No son nuestros méritos los que nos acreditan ante Dios. Son los méritos de la sacratísima Pasión y Muerte de Cristo Redentor los que nos hacen lo menos indignos posible de presentarnos ante Él. Al igual que Jacob, recubierto de las pieles de cabrito, el sacerdote se acerca a Dios para recibir de Él su bendición y ser otro mediador que atraiga del cielo toda bendición sobre la tierra. El Padre, como Isaac, no mira al sacerdote hombre, mira a su Hijo, perfecto Dios y perfecto Hombre que se inmola misteriosa, pero realmente sobre el ara.


Refresquemos la rica simbología de las vestiduras y ornamentos sacerdotales.


El Amito. (de amictus, cubierto, tapado), significa la fe, principio y fundamento de toda virtud, yelmo y escudo de salvación y también el velo con que fue cubierto el Rostro de Nuestro Señor. La oración para imponérselo pide a Dios aleje de la mente toda incursión diabólica.


El Alba. Llamada así por su color blanco, es una de las más antiguas vestiduras sacerdotales. Recuerda el vestido de bodas que entre los orientales llevaban los convidados (Mt, 22-12). Simboliza por su color la inocencia, la pureza y la castidad; por su forma la perseverancia. Los alegoristas han visto en ella la vestidura blanca con que Jesús fue escarnecido por Herodes.


El Cíngulo. Es un ceñidor de lino, seda o lana, con que se sujeta el alba. Significa la pureza y la mortificación. Cristo nos exhorta a esperar su venida ceñidos (Lc. 12,35). Simboliza las cuerdas con que fue atado Jesús en el huerto, al igual que los azotes que padeció atado a la columna.

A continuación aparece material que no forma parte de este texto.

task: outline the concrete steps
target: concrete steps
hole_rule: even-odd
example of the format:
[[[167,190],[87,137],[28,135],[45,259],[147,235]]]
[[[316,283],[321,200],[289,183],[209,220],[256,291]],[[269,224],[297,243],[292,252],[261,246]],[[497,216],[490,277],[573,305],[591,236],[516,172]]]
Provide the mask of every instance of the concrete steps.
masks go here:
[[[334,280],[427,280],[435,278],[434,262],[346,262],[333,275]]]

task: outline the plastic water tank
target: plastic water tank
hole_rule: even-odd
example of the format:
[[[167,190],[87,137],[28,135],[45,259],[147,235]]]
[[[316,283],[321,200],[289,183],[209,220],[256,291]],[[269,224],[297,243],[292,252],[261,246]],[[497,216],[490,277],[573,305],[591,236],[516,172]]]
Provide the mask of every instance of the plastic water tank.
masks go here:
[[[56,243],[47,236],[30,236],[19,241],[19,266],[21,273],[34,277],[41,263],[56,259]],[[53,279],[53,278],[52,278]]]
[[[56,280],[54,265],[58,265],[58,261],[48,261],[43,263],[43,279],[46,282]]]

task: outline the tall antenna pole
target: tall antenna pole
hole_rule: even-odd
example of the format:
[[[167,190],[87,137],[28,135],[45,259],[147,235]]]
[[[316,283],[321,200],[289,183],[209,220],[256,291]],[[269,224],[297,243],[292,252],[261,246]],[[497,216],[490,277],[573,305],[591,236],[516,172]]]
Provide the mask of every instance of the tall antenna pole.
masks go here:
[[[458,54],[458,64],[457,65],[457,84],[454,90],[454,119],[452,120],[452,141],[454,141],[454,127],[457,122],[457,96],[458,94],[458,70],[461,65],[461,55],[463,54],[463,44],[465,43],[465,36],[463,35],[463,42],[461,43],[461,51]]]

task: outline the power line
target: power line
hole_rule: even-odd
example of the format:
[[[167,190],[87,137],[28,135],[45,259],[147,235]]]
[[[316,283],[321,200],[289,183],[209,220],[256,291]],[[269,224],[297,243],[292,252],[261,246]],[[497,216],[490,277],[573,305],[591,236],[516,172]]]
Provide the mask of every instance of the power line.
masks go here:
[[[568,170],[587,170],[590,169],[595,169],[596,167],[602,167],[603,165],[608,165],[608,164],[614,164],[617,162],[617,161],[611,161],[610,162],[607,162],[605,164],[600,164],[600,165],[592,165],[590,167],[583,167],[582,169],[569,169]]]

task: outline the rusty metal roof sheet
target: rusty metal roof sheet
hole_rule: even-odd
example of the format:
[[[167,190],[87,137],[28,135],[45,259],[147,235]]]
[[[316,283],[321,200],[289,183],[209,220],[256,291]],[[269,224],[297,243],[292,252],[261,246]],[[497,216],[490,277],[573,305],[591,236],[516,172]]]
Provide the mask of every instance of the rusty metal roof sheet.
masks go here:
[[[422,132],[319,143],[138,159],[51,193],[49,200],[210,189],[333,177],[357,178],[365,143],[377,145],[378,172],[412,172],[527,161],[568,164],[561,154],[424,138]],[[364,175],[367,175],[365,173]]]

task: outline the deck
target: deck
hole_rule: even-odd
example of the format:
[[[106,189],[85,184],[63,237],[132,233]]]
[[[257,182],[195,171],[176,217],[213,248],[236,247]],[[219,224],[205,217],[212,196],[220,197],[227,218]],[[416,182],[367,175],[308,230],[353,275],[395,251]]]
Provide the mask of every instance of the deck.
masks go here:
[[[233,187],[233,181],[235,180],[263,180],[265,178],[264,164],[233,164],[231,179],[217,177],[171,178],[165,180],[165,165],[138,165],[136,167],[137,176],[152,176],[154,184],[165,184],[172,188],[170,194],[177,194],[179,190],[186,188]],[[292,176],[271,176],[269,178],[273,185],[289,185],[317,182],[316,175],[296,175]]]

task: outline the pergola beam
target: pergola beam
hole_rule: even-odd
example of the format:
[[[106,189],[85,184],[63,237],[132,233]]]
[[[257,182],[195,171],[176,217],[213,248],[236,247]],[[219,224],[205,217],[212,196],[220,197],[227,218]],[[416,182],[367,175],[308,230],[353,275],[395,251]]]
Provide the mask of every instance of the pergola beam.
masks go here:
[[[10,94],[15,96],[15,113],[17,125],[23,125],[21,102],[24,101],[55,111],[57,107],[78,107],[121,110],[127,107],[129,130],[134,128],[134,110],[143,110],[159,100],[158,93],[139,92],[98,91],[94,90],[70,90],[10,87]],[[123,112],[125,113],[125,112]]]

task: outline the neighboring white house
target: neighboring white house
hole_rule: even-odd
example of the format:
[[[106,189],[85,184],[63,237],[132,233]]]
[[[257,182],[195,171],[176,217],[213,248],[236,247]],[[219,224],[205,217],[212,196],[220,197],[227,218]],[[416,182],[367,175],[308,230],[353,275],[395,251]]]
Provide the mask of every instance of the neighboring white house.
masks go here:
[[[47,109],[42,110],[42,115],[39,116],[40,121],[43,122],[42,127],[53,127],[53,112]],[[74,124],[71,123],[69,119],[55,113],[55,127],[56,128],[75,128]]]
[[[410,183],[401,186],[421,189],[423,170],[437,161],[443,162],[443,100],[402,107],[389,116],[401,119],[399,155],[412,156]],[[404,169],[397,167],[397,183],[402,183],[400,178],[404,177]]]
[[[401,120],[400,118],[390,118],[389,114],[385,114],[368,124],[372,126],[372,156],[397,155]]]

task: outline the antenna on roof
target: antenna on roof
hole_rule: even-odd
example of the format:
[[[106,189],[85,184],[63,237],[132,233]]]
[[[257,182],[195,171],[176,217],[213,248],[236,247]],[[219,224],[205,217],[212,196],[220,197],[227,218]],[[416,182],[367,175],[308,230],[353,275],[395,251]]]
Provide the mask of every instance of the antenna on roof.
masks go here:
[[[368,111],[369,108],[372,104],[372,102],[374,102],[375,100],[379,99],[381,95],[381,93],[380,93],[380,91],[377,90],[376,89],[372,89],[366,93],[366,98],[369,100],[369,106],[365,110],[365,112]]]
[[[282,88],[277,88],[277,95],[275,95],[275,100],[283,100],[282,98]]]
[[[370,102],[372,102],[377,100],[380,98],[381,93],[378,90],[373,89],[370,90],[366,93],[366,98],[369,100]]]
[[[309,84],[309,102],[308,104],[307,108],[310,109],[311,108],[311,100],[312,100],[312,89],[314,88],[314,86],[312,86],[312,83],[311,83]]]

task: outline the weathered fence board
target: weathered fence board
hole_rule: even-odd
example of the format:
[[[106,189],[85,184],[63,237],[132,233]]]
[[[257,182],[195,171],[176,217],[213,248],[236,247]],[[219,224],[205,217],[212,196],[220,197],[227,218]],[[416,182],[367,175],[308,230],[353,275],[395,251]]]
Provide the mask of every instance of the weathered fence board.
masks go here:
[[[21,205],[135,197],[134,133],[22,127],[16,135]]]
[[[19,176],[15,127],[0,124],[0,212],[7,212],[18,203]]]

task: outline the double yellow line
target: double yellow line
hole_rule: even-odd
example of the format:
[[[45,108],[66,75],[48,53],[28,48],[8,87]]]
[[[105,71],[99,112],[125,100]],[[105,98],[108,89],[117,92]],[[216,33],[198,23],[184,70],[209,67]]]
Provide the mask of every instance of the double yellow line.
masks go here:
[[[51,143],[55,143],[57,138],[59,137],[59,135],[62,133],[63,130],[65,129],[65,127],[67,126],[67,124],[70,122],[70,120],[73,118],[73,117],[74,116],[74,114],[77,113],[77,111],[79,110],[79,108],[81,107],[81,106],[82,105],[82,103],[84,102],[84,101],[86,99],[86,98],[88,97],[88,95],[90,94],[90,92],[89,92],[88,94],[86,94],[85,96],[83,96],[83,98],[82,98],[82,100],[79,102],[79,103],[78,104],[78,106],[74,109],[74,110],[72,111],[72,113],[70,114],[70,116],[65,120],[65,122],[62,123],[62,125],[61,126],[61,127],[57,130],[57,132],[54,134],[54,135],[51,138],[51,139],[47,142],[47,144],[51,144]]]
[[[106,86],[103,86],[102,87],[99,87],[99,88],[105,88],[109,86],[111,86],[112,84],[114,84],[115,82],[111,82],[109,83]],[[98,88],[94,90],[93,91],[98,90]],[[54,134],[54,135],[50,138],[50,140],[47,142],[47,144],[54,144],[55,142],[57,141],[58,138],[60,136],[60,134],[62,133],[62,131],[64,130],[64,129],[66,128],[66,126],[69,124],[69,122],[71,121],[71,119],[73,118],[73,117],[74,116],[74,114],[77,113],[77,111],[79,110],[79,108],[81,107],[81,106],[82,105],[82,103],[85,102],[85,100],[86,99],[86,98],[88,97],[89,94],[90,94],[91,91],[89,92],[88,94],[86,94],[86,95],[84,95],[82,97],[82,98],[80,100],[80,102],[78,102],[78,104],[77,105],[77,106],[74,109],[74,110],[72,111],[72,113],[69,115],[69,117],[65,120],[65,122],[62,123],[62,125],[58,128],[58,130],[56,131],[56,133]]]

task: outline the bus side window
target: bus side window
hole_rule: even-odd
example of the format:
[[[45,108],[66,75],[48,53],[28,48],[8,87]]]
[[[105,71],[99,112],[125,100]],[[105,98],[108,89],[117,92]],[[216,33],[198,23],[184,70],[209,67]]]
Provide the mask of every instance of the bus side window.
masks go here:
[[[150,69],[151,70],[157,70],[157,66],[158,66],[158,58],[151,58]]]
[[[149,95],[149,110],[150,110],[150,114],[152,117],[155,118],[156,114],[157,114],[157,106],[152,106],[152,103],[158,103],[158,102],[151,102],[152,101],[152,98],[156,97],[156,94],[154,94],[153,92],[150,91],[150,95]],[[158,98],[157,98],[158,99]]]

El Manípulo. Era, entre los antiguos romanos, un pañuelo destinado a secar el sudor y se llevaba en el brazo izquierdo. Significa la soga con que fue atado Jesús a la columna; la compunción del corazón y la paciencia en los trabajos de la vida presente, con la esperanza de la futura gloria. Es signo del servicio sacerdotal.


La Estola.“Orarium. Era una larga “bufanda” que abrigaba el cuello. Se le da el sentido de inmortalidad y es la insignia por excelencia de la dignidad sacerdotal. La usa el sacerdote en las funciones propias de su ministerio.


La casulla (“pequeña casita”) También llamada penula nobilis o planeta. Su sentido tropológico es la caridad, alma de todas las virtudes y que lo cubre y llena todo. Su sentido alegórico es el vestido de púrpura con que fue cubierto Jesús, por los soldados en el Pretorio; y su sentido anagógico, la gracia prometida a quien lleva con buena voluntad el yugo de Cristo.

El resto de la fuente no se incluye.